Marquez and Wakefield Publish New Research on Innovative Methods for Harmonizing Child Mortality Data Across Disparate Geographic Levels
Posted: 2/22/2021 (CSDE Research)
CSDE Fellow Neal Marquez and CSDE Affiliate Jon Wakefield recently published “Harmonizing Child Mortality Data at Disparate Geographic Levels” in Statistical Methods in Medical Research. The authors present a new method for analyzing masked survey data, using an approach that is consistent with the data-generating process. In addition, they critique two previously proposed approaches to analyzing masked data and illustrate that they are fundamentally flawed methodologically.

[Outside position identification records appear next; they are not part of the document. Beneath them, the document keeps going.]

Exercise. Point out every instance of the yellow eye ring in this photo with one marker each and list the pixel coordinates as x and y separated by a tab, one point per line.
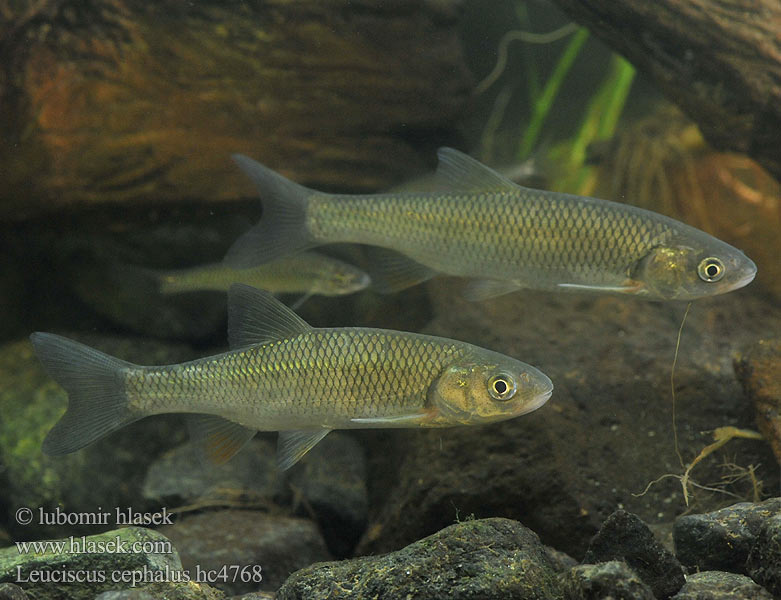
710	269
502	386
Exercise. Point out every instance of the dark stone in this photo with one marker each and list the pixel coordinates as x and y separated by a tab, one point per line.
491	559
88	573
717	585
759	370
603	436
181	477
331	483
262	548
722	540
764	560
623	536
106	474
561	560
9	591
612	579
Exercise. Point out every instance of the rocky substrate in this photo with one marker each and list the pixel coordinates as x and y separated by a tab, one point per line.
555	504
483	558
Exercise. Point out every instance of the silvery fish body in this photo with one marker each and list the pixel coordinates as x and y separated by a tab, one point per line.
503	236
306	272
284	375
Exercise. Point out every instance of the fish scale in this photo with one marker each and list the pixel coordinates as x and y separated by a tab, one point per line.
286	376
528	232
504	237
320	374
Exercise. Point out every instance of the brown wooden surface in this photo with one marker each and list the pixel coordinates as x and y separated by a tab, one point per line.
720	60
127	101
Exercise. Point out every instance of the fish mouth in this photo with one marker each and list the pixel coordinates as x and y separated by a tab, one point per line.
745	280
536	402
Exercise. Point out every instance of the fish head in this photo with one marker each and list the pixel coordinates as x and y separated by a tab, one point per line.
687	270
495	388
344	279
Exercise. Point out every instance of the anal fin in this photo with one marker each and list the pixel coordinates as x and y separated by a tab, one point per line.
483	289
292	445
217	439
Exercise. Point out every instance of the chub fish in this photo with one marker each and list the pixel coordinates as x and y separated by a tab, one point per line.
284	375
305	272
502	236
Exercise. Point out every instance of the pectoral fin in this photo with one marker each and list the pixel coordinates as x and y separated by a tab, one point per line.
628	287
394	421
292	445
392	271
217	439
255	316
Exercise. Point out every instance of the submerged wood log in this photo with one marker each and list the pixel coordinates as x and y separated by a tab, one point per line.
719	60
126	101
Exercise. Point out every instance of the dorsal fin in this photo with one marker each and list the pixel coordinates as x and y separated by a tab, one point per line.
457	171
255	316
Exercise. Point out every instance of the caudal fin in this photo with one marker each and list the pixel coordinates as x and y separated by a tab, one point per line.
282	228
97	403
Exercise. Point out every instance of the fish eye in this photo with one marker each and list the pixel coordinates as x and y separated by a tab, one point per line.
710	269
501	386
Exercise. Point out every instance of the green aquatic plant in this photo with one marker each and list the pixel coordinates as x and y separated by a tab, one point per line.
601	115
599	122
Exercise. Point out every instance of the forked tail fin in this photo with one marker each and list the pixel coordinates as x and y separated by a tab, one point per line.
97	403
282	228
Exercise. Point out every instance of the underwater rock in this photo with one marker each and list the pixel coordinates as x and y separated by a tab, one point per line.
9	591
604	435
624	537
82	567
167	590
180	476
764	559
613	579
717	585
106	474
331	483
722	540
759	370
493	559
265	547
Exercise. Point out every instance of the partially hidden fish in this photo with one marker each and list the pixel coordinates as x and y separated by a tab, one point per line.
502	236
284	375
305	272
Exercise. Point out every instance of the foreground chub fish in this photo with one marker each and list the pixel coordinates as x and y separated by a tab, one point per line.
283	375
503	236
306	272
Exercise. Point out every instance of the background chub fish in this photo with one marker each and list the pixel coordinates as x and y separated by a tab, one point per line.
503	236
306	272
283	375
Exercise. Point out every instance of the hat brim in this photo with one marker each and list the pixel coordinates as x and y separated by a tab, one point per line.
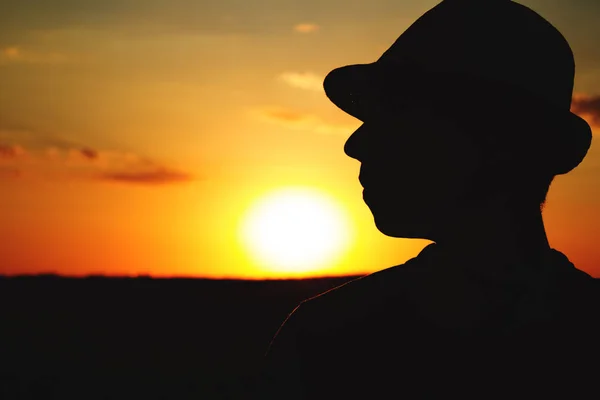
360	89
369	91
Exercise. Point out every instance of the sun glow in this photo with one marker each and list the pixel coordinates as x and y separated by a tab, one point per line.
296	230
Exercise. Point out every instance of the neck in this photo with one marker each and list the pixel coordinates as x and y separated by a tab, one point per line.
497	241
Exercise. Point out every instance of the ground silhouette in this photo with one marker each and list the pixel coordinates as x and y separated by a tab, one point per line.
139	338
466	121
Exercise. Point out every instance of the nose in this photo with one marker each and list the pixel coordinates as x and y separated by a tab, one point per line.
355	145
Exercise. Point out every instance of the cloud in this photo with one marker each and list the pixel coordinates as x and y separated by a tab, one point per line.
16	54
89	153
9	152
153	177
60	159
301	121
306	28
303	80
587	107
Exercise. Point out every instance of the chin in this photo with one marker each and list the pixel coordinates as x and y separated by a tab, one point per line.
393	227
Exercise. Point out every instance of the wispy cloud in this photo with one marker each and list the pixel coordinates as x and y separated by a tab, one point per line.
587	107
306	28
61	159
301	121
16	54
303	80
153	177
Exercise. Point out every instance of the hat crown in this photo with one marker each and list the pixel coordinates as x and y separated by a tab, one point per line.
474	38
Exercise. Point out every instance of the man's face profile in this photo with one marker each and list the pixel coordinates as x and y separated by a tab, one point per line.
415	165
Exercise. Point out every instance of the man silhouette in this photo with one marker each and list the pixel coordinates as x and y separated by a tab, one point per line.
466	121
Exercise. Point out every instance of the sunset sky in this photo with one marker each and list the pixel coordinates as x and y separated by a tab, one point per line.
137	135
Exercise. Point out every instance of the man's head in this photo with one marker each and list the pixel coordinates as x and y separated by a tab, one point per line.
423	167
469	107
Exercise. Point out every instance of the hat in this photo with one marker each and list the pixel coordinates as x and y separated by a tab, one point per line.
467	52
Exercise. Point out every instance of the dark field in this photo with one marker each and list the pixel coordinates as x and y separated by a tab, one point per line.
111	338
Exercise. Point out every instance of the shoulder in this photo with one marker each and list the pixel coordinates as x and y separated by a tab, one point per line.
354	302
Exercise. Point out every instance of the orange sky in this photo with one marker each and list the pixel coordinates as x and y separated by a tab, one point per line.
135	135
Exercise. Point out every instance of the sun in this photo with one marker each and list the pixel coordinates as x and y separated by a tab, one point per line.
296	230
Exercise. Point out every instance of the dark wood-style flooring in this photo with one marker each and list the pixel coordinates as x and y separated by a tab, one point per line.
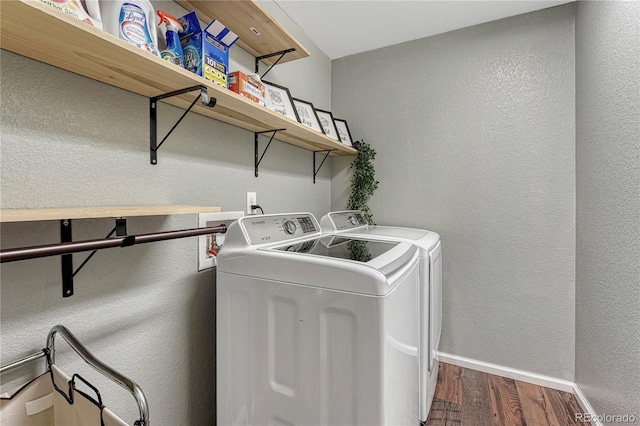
467	397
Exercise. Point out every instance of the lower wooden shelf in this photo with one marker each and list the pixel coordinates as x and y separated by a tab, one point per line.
33	215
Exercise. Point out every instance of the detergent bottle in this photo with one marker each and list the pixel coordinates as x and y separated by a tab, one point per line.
76	9
131	20
170	27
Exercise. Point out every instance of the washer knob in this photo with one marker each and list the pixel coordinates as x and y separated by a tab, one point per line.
289	227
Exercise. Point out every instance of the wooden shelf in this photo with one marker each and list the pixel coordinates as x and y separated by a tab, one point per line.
37	31
32	215
242	15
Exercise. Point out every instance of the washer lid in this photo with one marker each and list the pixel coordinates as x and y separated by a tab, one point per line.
394	232
385	256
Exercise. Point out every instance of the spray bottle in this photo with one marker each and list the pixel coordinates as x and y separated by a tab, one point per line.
170	27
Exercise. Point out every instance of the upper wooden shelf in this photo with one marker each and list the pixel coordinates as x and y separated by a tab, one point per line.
40	32
32	215
240	16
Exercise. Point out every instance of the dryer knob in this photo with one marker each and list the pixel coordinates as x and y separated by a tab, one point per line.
289	227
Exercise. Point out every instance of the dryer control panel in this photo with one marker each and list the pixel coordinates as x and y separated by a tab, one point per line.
275	228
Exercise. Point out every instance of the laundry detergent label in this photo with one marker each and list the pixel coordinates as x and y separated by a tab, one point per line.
215	71
133	27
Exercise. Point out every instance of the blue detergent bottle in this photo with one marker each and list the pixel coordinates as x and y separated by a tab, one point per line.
171	27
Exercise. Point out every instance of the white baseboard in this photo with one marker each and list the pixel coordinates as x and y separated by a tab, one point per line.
524	376
586	406
511	373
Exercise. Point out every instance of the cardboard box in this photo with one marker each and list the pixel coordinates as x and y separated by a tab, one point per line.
206	52
247	86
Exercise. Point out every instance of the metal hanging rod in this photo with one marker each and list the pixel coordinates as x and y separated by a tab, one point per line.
33	252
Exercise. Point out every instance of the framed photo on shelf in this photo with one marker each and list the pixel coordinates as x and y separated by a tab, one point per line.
343	131
307	114
277	98
326	121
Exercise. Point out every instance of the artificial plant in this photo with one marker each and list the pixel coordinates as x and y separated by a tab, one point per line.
363	185
363	182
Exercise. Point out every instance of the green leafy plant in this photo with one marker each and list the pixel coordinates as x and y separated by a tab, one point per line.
363	185
363	182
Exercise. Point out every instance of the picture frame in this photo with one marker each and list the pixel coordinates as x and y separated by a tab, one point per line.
343	131
307	114
327	123
278	98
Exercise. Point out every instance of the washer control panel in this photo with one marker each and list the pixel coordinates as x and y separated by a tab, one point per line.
275	228
347	220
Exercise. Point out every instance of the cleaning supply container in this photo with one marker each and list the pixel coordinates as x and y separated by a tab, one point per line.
131	20
169	28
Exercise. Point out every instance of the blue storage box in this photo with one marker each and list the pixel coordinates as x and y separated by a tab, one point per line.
206	52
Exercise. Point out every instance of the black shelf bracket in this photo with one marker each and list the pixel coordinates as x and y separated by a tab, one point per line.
270	55
153	115
256	160
66	236
315	171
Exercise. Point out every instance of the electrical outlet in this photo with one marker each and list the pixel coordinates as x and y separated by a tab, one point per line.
252	200
209	244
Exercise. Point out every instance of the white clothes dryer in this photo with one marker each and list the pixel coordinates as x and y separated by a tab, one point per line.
314	329
352	223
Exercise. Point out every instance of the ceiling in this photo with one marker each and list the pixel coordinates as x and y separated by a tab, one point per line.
346	27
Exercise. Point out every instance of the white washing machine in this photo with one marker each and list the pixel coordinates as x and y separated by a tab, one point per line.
352	223
314	329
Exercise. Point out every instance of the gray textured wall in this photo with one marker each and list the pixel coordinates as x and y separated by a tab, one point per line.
608	208
71	141
475	137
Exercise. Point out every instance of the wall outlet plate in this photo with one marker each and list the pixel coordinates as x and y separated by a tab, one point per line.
206	253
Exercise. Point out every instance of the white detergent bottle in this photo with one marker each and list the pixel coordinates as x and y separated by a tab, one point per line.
131	20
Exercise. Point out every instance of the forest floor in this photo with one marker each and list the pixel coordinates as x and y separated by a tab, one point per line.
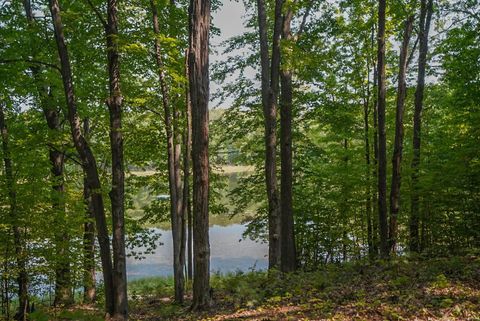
401	289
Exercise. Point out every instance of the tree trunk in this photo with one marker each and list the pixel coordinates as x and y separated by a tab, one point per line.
288	261
89	288
375	233
88	160
199	94
270	84
173	166
382	139
117	193
20	254
63	287
398	144
186	209
368	196
425	19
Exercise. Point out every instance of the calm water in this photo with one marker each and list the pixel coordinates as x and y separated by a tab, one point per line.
229	252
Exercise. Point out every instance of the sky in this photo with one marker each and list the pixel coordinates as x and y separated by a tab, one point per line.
229	19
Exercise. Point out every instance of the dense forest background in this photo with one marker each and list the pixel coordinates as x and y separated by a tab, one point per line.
354	127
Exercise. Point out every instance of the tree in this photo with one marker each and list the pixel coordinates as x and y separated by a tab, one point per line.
88	160
270	69
398	145
199	95
176	215
426	12
382	139
20	255
287	235
63	286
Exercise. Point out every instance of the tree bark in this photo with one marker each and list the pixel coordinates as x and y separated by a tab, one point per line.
382	139
173	166
288	261
368	196
88	160
89	282
117	193
375	233
199	94
20	253
270	85
426	12
186	209
63	287
398	144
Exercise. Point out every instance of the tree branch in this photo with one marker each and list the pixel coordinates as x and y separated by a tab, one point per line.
97	13
30	61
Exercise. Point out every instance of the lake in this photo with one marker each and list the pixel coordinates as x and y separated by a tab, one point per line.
229	252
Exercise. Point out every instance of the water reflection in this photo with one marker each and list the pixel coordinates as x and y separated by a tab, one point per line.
228	253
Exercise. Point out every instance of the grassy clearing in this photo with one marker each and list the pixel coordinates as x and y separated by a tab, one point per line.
402	289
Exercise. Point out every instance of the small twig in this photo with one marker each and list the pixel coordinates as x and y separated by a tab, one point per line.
71	157
304	19
30	61
97	13
409	60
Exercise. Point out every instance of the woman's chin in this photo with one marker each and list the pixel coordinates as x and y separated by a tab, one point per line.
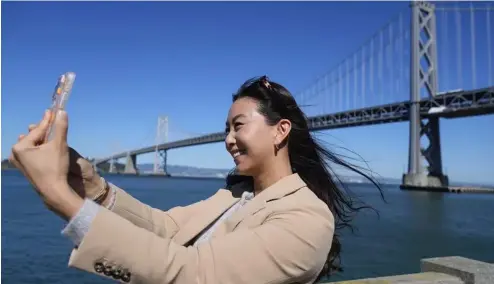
241	169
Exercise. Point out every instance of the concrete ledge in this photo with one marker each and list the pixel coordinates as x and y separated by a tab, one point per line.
468	270
418	278
440	270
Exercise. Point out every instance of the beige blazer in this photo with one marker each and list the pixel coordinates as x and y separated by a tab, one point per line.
283	235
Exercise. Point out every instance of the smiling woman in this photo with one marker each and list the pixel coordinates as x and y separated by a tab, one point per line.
273	223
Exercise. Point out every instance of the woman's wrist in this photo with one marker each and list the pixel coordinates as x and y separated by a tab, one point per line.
69	203
102	194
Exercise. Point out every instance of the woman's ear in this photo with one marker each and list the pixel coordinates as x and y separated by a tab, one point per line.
283	128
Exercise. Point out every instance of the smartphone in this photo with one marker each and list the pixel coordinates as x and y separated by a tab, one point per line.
59	98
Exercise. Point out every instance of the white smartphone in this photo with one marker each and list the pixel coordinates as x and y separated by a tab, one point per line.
59	98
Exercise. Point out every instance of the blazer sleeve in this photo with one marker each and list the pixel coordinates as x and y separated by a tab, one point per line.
289	245
162	223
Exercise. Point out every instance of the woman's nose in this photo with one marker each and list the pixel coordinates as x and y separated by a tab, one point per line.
229	140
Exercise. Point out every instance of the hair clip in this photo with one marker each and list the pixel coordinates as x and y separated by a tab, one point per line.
264	80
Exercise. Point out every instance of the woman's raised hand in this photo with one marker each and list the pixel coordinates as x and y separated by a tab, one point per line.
46	165
82	176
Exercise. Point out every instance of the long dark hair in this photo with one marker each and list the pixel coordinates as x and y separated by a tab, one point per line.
308	158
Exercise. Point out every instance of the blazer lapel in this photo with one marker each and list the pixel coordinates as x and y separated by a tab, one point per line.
281	188
213	208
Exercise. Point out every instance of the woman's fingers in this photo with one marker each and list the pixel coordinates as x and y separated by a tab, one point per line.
31	127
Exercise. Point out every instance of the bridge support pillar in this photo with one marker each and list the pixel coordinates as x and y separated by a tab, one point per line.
423	77
112	166
163	155
130	165
161	169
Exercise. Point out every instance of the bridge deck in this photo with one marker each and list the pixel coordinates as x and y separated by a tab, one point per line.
449	105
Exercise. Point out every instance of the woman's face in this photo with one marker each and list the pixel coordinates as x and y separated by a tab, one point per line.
250	140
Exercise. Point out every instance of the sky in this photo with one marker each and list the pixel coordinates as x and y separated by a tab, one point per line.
138	61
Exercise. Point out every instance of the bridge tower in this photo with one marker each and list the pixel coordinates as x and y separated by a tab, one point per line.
161	137
423	77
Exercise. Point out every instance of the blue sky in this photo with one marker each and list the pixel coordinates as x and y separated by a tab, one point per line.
137	61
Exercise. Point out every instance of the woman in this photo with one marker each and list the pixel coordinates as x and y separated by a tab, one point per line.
273	223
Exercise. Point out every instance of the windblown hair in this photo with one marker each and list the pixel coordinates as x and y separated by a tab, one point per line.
308	158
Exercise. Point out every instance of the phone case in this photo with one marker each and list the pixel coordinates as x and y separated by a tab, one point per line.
60	96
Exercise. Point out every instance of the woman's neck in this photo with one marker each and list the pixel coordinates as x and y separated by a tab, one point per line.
270	175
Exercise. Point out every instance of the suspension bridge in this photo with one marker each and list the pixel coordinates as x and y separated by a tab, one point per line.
430	62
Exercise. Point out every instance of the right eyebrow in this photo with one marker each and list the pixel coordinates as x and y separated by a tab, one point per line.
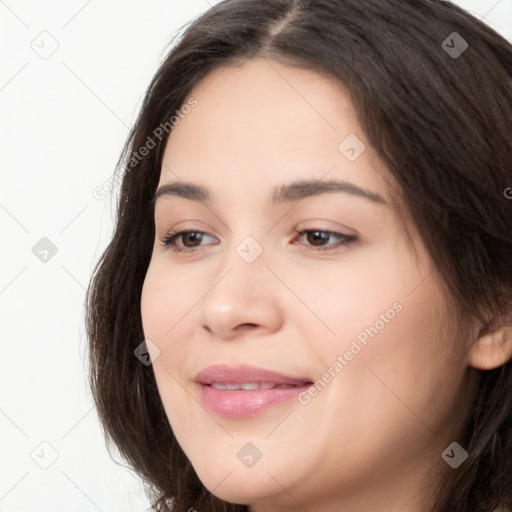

To validate their method, they compare their approach with previously formulated solutions in several realistic simulation environments in which the underlying structure of the risk field is known. They simulate samples from spatiotemporal fields in a way that mimics the sampling frame implemented in the most common health surveys in low- and middle-income countries, the Demographic and Health Surveys and Multiple Indicator Cluster Surveys. In simulations, the newly proposed approach outperforms previously proposed approaches in terms of minimizing error while increasing the precision of estimates. The approaches are subsequently compared using child mortality data from the Dominican Republic where their findings are reinforced. The ability to accurately increase precision of child mortality estimates, and health outcomes in general, by leveraging various types of data, improves our ability to implement precision public health initiatives and better understand the landscape of geographic health inequalities. To read the article, click here.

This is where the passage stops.